Another study was from Benito, this is another important study, where rats were exercised, they underwent – it sounds very cruel but – they forced exercise in these rats. They found that the rats developed fibrosis in the right ventricle and this has been cited as support of this theory of right ventricular structural remodelling or, as it’s come to be known, exercise-induced arrhythmogenic right ventricular cardiomyopathy. But it should also be noted that in that study, after a period of abstinence from exercise, the fibrosis in the rats’ hearts reversed fully, so again we don’t know exactly what the significance is.
- Is this exercise-induced arrhythmogenic right ventricular cardiomyopathy something that effects mainly ultra-endurance athletes, or is it something that may affect other athletes too?
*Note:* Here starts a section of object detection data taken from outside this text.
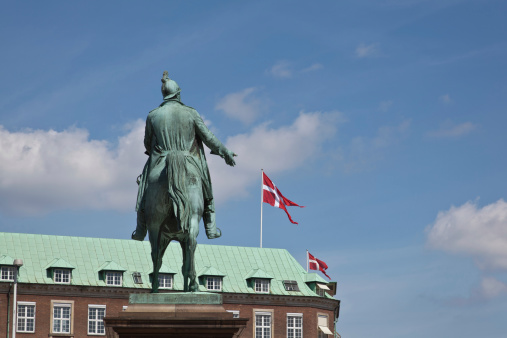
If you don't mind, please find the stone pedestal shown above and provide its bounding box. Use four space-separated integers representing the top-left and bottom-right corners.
104 292 248 338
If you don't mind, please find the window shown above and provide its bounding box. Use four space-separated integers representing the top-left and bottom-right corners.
53 269 70 284
227 310 239 318
255 278 269 293
206 277 222 291
317 314 333 338
255 312 271 338
88 305 106 335
53 303 72 333
0 266 14 281
106 271 123 286
287 313 303 338
158 273 173 289
283 280 299 291
132 272 143 284
316 283 329 297
16 302 35 332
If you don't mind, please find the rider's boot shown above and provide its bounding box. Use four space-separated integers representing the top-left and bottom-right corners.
132 210 148 241
202 210 222 239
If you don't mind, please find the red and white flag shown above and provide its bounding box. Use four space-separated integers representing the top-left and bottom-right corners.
307 251 331 279
262 172 304 224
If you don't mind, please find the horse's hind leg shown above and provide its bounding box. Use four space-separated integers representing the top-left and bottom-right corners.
186 214 199 292
179 239 189 292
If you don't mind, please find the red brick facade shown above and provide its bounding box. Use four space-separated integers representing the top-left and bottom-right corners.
0 283 339 338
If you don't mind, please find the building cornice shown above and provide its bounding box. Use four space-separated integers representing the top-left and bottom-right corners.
0 283 340 311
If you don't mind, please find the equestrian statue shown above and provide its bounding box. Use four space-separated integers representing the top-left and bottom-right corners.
132 71 237 293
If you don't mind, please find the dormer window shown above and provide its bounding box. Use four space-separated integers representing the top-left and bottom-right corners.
283 280 299 291
158 273 173 289
98 261 126 286
316 283 329 297
106 271 123 286
53 269 70 284
255 278 269 293
132 272 143 284
206 276 222 291
0 266 15 282
197 266 225 291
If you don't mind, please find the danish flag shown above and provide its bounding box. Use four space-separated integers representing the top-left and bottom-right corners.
308 252 331 279
262 172 304 224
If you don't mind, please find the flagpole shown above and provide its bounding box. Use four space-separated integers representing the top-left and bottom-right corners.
261 169 264 248
306 249 310 273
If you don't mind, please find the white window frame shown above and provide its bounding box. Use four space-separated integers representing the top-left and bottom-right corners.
317 313 332 338
253 310 273 338
16 302 36 333
226 310 239 318
206 276 222 291
254 278 270 293
51 300 74 334
53 268 72 284
105 271 123 286
87 304 106 336
287 313 303 338
0 265 16 282
158 273 174 289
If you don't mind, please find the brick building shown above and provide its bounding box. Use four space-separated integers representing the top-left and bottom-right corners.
0 233 340 338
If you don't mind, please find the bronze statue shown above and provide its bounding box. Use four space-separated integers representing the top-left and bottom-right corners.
132 71 237 293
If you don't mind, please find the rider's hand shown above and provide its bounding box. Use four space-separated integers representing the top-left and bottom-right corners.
225 150 238 167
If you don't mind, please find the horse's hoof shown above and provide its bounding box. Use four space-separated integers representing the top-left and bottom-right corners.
132 230 146 242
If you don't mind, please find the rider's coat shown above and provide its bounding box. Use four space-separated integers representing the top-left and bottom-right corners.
136 98 227 231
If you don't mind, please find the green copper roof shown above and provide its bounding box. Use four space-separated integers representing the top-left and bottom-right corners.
197 266 227 277
306 272 328 284
245 269 274 279
0 255 14 265
146 263 177 275
45 258 76 269
0 232 336 296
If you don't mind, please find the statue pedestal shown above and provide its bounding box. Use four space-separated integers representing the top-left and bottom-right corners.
104 292 248 338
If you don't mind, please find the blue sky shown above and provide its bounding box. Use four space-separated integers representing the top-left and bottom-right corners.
0 0 507 338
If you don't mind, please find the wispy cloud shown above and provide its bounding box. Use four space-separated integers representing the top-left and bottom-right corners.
426 199 507 270
268 60 324 79
427 121 477 138
0 120 146 214
301 63 324 73
215 87 266 125
269 60 293 79
356 43 380 58
0 113 340 215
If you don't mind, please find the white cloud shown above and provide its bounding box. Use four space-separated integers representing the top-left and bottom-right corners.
427 199 507 269
478 277 507 299
0 120 146 214
356 43 379 58
440 94 452 103
208 112 341 202
301 63 324 73
267 60 324 79
0 113 339 215
427 121 477 138
269 60 293 79
215 87 265 124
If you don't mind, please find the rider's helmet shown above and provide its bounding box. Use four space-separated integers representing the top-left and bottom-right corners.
161 70 181 100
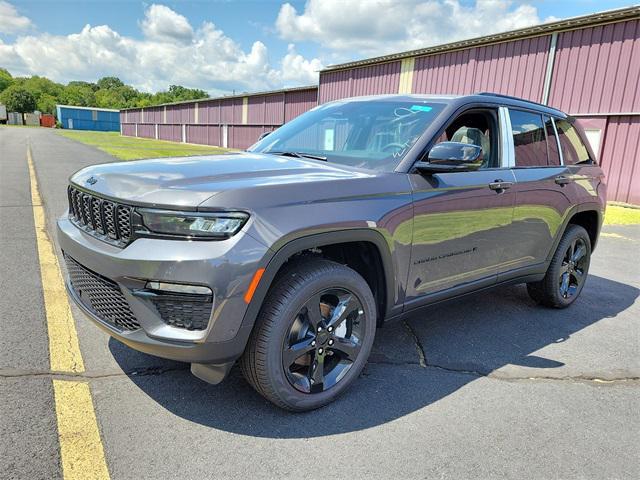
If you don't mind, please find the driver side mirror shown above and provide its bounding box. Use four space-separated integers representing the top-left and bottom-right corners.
415 142 483 174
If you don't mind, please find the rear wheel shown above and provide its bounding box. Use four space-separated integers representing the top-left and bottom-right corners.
241 259 376 411
527 225 591 308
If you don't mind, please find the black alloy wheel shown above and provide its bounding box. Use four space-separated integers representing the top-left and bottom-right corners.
240 256 378 412
558 238 588 299
282 288 367 393
527 224 591 308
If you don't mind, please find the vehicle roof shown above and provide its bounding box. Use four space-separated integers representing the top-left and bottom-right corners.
331 92 567 118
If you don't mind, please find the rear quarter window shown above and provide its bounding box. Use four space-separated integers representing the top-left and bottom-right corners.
556 119 592 165
509 109 547 167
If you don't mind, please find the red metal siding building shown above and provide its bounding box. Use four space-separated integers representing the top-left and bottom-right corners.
120 87 318 152
318 7 640 204
120 6 640 204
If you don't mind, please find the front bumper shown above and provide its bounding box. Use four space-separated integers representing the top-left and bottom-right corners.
58 216 269 364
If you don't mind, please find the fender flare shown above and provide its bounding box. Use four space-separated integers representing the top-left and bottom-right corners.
242 228 397 329
545 202 604 265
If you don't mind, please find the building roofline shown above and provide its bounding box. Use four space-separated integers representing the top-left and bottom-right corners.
116 85 318 112
320 5 640 73
56 105 120 112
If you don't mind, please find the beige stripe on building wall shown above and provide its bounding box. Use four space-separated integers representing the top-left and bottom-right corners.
398 57 416 93
242 97 249 125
At the moment the evidence we have of this exercise-induced ARVC is really all from ultra-endurance athletes, so people like triathletes, ultra marathon runners, professional cyclists, that sort of thing. We don’t have any real evidence at the moment that this phenotype will develop in ‘regular’ athletes, if you like. That’s something that is certainly an avenue for further research.
What were your overall conclusions based on the studies you’d looked at?
Our overall conclusions are that it does seem possible that chronic or long-term participation in endurance events might cause a disproportionate stress on the right ventricle compared to the left ventricle, and that repeated bouts of such exercise over the course of many years could lead to permanent damage to the right ventricle in a small proportion of athletes.
However, this is still really open to debate. The evidence is not conclusive at the moment and it should be emphasised that this would only be a small proportion of athletes. Even those competing in ultra-endurance events, it would be a small proportion of those. And this shouldn’t be extrapolated to the general population who are participating in recommended doses of exercise, things like moderate running and swimming a few times or several times a week.
- It seems like further research may be needed to clarify this theory. What would you suggest further research might entail?
What we need is longitudinal follow-up, over the course of many years, of athletes who are competing in ultra-endurance races, and also athletes who are competing in less strenuous exercise, so footballers, and then general population as well, competing in recommended doses of exercise. We’d need to follow these people up over the course of many years to see whether this phenotype actually does develop. So far, really what we’re seeing is one extreme and we’re not getting the full picture until we get longitudinal follow-up of large numbers of athletes.